Analyzing and Plotting Data

Learning Objectives

  • Generating simple statistics
  • Basic plots
  • Advanced plots (introducing ggplot)
  • Writing images (and other things) to file

Calculating statistics

Let's get a closer look at our data. Each column represents a sample in our experiment, and each sample has ~38K values corresponding to the expression of different transcripts. Suppose we wanted to compute the average value for a sample, or the minimum and maximum values? The R base package provides many built-in functions such as mean, median, min, max, and range. Try computing the mean for "sample1" (Hint: apply what you have learned previously on indexing)

mean(annotated_rpkm[,'sample1'])

Hmm, we just get NA. That's because we don't have the values for every transcript in this sample and missing data is recorded as NA. By default, all R functions operating on vectors that contains missing data will return NA. It's a way to make sure that users know they have missing data, and make a conscious decision on how to deal with it.

When dealing with simple statistics like the mean, the easiest way to ignore NA (the missing data) is to use na.rm=TRUE (rm stands for remove). Try computing the mean again, also test out some of the other functions.

# Mean 
mean(annotated_rpkm[,'sample1'], na.rm=T)

# Maximum
max(annotated_rpkm[,'sample1'], na.rm=T)

# Minimum
min(annotated_rpkm[,'sample1'], na.rm=T)

In some cases, it might be useful to remove the missing data from the vector. For this purpose, R comes with the function na.omit to generate a vector that has NA's removed. For some applications, it's useful to keep all observations, for others, it might be best to remove all observations that contain missing data. The function complete.cases() returns a logical vector indicating which rows have no missing values. We can use the logical vector to remove rows that contain at least one missing observation. If we do this on our data, how many rows are we left with?

rpkm_noNA <- annotated_rpkm[complete.cases(annotated_rpkm), ]

Challenge

Compute the standard error for "sample1". (hints: there is no built-in function to compute standard errors, but there may be functions for the different components of the formula)

The apply Function

To obtain mean values for all samples we can use mean on each column individually, but there is also an easier way to go about it. The apply family of functions keep you from having to write loops (R is bad at looping) to perform some sort of operation on every row or column of a data matrix or a data frame. The family includes several functions, each differing slightly on the inputs or outputs.

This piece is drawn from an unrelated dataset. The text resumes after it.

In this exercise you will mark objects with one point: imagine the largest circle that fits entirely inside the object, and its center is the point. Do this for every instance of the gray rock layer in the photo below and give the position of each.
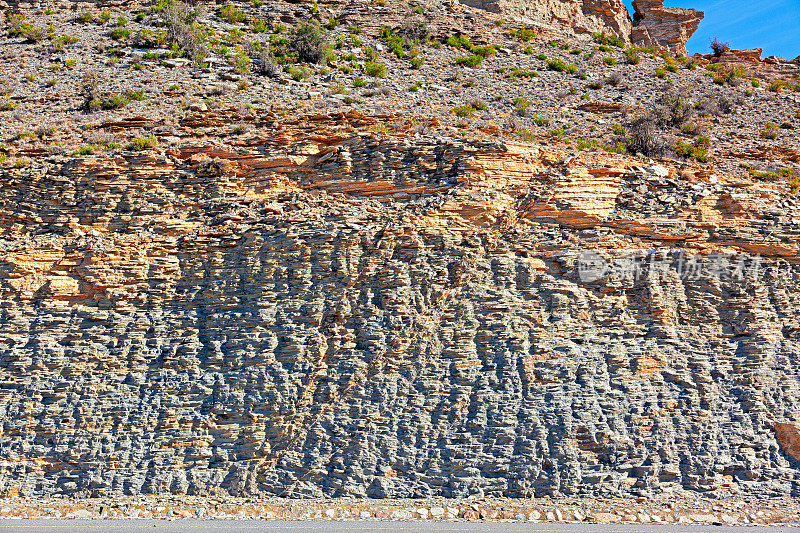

base::apply             Apply Functions Over Array Margins
base::by                Apply a Function to a Data Frame Split by Factors
base::eapply            Apply a Function Over Values in an Environment
base::lapply            Apply a Function over a List or Vector
base::mapply            Apply a Function to Multiple List or Vector Arguments
base::rapply            Recursively Apply a Function to a List
base::tapply            Apply a Function Over a Ragged Array

We will be using apply in our examples today, but do take a moment on your own to explore the many options that are available. The apply function returns a vector or array or list of values obtained by applying a function to margins of an array or matrix. We know about vectors/arrays and functions, but what are these “margins”? Margins are referring to either the rows (denoted by 1), the columns (denoted by 2) or both (1:2). By “both”, we mean apply the function to each individual value. Let's try this with the mean function on our data with NAs removed rpkm_noNA, but remember to index and remove the first column of gene symbols before input (because gene symbols are characters and not numeric, the mean function will return an error).

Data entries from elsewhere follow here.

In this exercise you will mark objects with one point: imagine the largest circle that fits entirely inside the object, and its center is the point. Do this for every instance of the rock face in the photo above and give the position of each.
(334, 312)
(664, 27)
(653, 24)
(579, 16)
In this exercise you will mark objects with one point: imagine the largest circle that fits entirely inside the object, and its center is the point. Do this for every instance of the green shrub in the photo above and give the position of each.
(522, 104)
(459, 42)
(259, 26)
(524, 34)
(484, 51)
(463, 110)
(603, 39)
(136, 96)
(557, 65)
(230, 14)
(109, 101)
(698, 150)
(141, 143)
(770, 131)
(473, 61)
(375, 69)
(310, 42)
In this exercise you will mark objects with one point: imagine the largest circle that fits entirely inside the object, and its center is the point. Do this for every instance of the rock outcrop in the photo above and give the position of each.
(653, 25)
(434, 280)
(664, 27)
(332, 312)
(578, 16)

samplemeans <- apply(rpkm_noNA[,2:13], 2, mean) 

How long is the vector of values returned?

Basic plots in R

The mathematician Richard Hamming once said, "The purpose of computing is insight, not numbers", and the best way to develop insight is often to visualize data. Visualization deserves an entire lecture (or course) of its own, but we can explore a few features of R's base plotting package.

When we are working with large sets of numbers it can be useful to display that information graphically. R has a number of built-in tools for basic graph types such as hisotgrams, scatter plots, bar charts, boxplots and much more. We'll test a few of these out here on our samplemeans vector, but first we will create a combined data frame that maps our metadata to the sample mean values.

# Create a combined data frame
all(rownames(metadata) == names(samplemeans)) # sanity check for sample order
df <- cbind(metadata, samplemeans) 

Scatterplot

Let's start with a scatterplot. A scatter plot provides a graphical view of the relationship between two sets of numbers. We don't have a variable in our metadata that is a continous variable, so there is nothing to plot it against but we can plot the values against their index values just to demonstrate the function.

plot(samplemeans)

plot of chunk scatter-plot1

Each point represents a sample and the value on the x-axis is the sample number, where the values on the y-axis correspond to the average expression for that sample. For any plot you can customize many features of your graphs (fonts, colors, axes, titles) through graphic options We can change the shape of the data point using pch.

plot(samplemeans, pch=8)

plot of chunk unnamed-chunk-8

We can add a title to the plot by assining a string to main

plot(samplemeans, pch=8, main="Scatter plot of mean values")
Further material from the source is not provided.